# Casting a lead cable barrel



## AGCB97 (Jan 29, 2020)

Needed to put a barrel on the end of a 1/16" cable. I've done this many times freehand with varying success. But after watching a vid here
https://www.bing.com/videos/search?...701127E27B8C57FF474A701127E27B8C57F&FORM=VIRE 

 I decided to make a better way. Worked well on 2nd try. I 'll have to get some new (clean) acid flux.

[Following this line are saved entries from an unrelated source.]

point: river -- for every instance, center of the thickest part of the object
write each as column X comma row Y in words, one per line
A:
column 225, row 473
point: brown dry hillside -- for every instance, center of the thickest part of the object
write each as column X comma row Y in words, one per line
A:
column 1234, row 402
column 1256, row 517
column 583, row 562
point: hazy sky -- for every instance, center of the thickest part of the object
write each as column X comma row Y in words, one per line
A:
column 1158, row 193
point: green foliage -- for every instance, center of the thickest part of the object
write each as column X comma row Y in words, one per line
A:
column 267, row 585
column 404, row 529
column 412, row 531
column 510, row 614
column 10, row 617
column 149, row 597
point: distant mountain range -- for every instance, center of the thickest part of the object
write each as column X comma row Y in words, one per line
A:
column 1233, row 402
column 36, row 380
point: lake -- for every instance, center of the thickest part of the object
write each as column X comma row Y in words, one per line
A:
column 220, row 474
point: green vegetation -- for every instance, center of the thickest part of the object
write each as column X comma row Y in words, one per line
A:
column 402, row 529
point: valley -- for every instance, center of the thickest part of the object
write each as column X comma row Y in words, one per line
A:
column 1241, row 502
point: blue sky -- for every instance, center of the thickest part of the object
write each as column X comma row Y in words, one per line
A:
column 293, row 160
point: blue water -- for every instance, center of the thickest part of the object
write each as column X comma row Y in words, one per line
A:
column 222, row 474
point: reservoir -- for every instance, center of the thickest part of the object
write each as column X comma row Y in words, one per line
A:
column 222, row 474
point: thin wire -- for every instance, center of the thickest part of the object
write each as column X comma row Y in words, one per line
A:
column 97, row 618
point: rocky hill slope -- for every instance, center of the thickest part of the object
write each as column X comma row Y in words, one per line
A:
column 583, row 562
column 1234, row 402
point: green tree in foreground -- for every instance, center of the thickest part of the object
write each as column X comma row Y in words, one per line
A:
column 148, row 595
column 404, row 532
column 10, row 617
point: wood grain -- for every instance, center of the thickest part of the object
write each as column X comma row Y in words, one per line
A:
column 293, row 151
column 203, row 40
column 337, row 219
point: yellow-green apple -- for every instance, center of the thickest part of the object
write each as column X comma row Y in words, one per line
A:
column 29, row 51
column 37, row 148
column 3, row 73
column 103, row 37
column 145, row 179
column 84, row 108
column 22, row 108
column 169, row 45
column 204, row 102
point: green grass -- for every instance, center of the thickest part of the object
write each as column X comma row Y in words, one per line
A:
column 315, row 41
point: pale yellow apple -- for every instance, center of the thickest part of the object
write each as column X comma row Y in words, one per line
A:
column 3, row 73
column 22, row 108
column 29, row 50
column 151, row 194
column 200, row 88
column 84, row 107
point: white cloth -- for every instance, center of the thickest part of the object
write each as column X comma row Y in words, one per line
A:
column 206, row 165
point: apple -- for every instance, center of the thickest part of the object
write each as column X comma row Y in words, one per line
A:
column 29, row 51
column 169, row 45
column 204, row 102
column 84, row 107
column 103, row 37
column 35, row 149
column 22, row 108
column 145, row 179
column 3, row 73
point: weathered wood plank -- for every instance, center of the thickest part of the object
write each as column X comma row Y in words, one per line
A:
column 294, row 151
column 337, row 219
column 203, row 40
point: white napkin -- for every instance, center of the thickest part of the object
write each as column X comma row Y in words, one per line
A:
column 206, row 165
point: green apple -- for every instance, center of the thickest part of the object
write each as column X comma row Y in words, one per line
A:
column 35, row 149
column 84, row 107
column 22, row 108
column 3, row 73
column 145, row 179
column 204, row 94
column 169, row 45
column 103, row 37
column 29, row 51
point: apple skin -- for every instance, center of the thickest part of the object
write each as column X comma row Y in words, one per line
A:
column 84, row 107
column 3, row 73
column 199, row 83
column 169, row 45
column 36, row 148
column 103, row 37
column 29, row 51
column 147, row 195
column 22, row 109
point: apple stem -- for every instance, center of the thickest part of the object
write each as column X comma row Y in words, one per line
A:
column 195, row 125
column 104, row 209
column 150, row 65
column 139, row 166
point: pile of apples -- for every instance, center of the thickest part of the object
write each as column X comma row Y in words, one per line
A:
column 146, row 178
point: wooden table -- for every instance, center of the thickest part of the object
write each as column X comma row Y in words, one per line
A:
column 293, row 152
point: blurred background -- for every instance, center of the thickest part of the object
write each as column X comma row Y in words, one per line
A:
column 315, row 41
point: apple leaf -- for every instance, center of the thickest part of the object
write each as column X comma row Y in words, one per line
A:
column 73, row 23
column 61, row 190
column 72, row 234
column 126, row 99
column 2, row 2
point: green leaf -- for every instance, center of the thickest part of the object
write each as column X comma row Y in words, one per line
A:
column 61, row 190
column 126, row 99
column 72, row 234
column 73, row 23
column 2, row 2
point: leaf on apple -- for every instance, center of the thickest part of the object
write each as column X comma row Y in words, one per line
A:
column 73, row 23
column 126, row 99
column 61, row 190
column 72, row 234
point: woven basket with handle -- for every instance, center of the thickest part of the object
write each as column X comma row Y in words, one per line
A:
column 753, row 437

Made from 2) 1/2" pieces of aluminum


----------



## rwm (Jan 29, 2020)

Thanks! I never knew that was just solder.
Robert


----------



## Flyinfool (Jan 29, 2020)

I would use a harder alloy than just plumbers solder, especially the modern lead free solders.
I get a solder called Hi Force 44 from Brownells, and the recomended Commet 4 flux, that is a LOT stronger, and harder, than plumbers or electrical solder. There are a lot of different solders that can be used that will be better than soft plumbers or electrical solder. In the vid he stickes the cable in at the end while cold. If the cable is pretinned with flux and solder then you will get a very good solder bond to the cable and not just the interference from fraying the end of the cable.


----------



## brino (Jan 30, 2020)

Interesting technique, thanks for sharing it Aaron!
-brino


----------



## Bi11Hudson (Jan 30, 2020)

Not directly on topic, but I have used a scrap of tubing crimped on the end of the cable . Usually copper because it was handy. It isn't as permanant as soldering or welding, but does serve to keep the end from raveling. Aluminium drilled on a lathe to get near an exact fit.

.


----------